As expected from the runit_service provider, the same happens on a clean install, so it's not related to any upgrade issues.

matthiasr commented 7 years ago

I'm wondering, but have no quick way to check, whether this works at all on Debian unless a system-wide runit package is installed?

stevendanna commented 7 years ago

@matthiasr My assumption from the code is that it does not work on debian currently without runit installed on the system (outside of the chef-server package)

matthiasr commented 7 years ago

Quickly testing this in a minimal VM supports this. I think changing this to use the internal sv binary directly is easy enough, I'll try to make a PR for that.

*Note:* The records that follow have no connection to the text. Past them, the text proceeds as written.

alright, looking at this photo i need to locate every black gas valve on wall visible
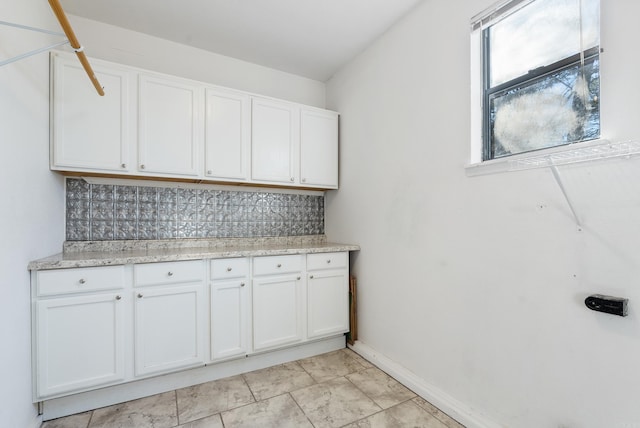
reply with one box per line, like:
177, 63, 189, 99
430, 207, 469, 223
585, 294, 629, 317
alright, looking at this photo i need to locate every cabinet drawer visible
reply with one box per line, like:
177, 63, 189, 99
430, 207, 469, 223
134, 260, 203, 287
210, 258, 249, 280
253, 255, 303, 276
307, 252, 348, 271
37, 266, 125, 296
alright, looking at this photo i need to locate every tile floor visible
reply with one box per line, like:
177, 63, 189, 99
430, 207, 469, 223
41, 349, 465, 428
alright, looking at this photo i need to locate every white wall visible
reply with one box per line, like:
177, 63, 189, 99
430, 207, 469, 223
0, 3, 65, 427
0, 5, 326, 426
326, 1, 640, 427
64, 15, 326, 108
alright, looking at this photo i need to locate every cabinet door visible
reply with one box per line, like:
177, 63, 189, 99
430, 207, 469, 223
253, 274, 302, 350
307, 269, 349, 339
205, 88, 250, 181
134, 284, 204, 376
211, 279, 250, 360
251, 97, 299, 184
300, 108, 339, 189
138, 74, 201, 177
35, 293, 125, 398
51, 53, 132, 173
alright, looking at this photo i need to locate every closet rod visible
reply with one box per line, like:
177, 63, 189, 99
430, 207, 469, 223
48, 0, 104, 96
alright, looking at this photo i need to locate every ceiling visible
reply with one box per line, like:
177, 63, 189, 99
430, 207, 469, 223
59, 0, 424, 82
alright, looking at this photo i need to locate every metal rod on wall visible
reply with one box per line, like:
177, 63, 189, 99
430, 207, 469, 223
47, 0, 104, 96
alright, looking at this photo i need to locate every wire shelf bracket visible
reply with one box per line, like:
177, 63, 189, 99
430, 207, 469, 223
508, 140, 640, 230
0, 20, 69, 67
1, 0, 104, 96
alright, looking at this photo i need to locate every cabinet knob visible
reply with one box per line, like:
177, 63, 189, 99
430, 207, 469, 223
310, 275, 314, 279
290, 177, 294, 182
327, 259, 331, 264
121, 163, 126, 169
227, 267, 232, 272
78, 278, 86, 284
115, 295, 122, 300
240, 282, 245, 287
277, 263, 282, 268
137, 293, 143, 298
302, 178, 306, 183
296, 276, 301, 280
140, 164, 145, 169
167, 271, 173, 277
207, 170, 212, 175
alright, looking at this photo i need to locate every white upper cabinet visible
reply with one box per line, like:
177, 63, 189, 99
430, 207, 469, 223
204, 88, 250, 181
51, 52, 133, 173
300, 108, 339, 189
251, 97, 299, 185
138, 74, 202, 177
50, 53, 339, 189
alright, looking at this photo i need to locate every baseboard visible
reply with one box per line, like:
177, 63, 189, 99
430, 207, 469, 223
42, 335, 345, 421
27, 411, 42, 428
349, 341, 501, 428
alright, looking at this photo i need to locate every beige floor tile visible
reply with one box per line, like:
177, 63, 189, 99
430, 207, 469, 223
221, 393, 313, 428
291, 376, 381, 428
176, 413, 224, 428
343, 400, 446, 428
299, 349, 368, 383
342, 348, 375, 369
88, 391, 177, 428
42, 411, 92, 428
176, 375, 254, 424
243, 361, 316, 400
412, 397, 465, 428
346, 367, 416, 409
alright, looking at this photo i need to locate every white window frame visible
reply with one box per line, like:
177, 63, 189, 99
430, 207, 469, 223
467, 0, 608, 176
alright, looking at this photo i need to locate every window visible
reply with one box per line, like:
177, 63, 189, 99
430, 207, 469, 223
471, 0, 600, 162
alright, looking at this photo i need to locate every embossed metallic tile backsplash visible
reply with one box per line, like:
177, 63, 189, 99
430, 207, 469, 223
66, 178, 324, 241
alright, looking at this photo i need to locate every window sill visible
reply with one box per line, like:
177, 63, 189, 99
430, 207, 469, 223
465, 139, 640, 177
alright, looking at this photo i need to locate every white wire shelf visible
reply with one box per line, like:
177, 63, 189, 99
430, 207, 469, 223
508, 140, 640, 171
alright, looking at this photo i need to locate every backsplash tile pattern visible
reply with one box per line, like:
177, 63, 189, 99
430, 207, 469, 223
66, 178, 324, 241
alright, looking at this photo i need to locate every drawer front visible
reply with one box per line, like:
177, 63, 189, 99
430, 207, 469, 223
134, 260, 203, 287
37, 266, 125, 296
307, 252, 348, 271
253, 254, 303, 276
210, 258, 249, 280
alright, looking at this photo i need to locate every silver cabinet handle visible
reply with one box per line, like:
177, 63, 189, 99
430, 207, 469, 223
290, 177, 294, 182
227, 267, 233, 272
115, 295, 122, 300
296, 276, 301, 280
78, 278, 86, 284
121, 163, 127, 169
302, 178, 306, 183
140, 164, 145, 169
167, 271, 173, 277
310, 275, 314, 279
207, 170, 212, 175
277, 264, 282, 268
137, 293, 143, 298
327, 259, 331, 264
240, 282, 245, 287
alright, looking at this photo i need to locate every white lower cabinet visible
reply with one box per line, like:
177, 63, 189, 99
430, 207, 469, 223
307, 252, 350, 339
133, 261, 205, 377
32, 252, 350, 401
210, 258, 250, 361
252, 255, 304, 351
33, 266, 126, 399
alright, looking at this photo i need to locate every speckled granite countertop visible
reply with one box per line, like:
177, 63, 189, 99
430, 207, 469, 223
28, 235, 360, 271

It's not the cleanest solutions – the broken init files still exist, but they would no longer be actually used.

matthiasr commented 7 years ago

Done now: #54

stevendanna commented 7 years ago

We've merged https://github.com/chef/omnibus-ctl/pull/55 which will hopefully keep debian working provided you have runit available on the system. I'm going to leave this open, however, since we still depend on system-installed runit.

matthiasr commented 7 years ago

I updated the title to reflect that the leaking in is what makes it work in the first place.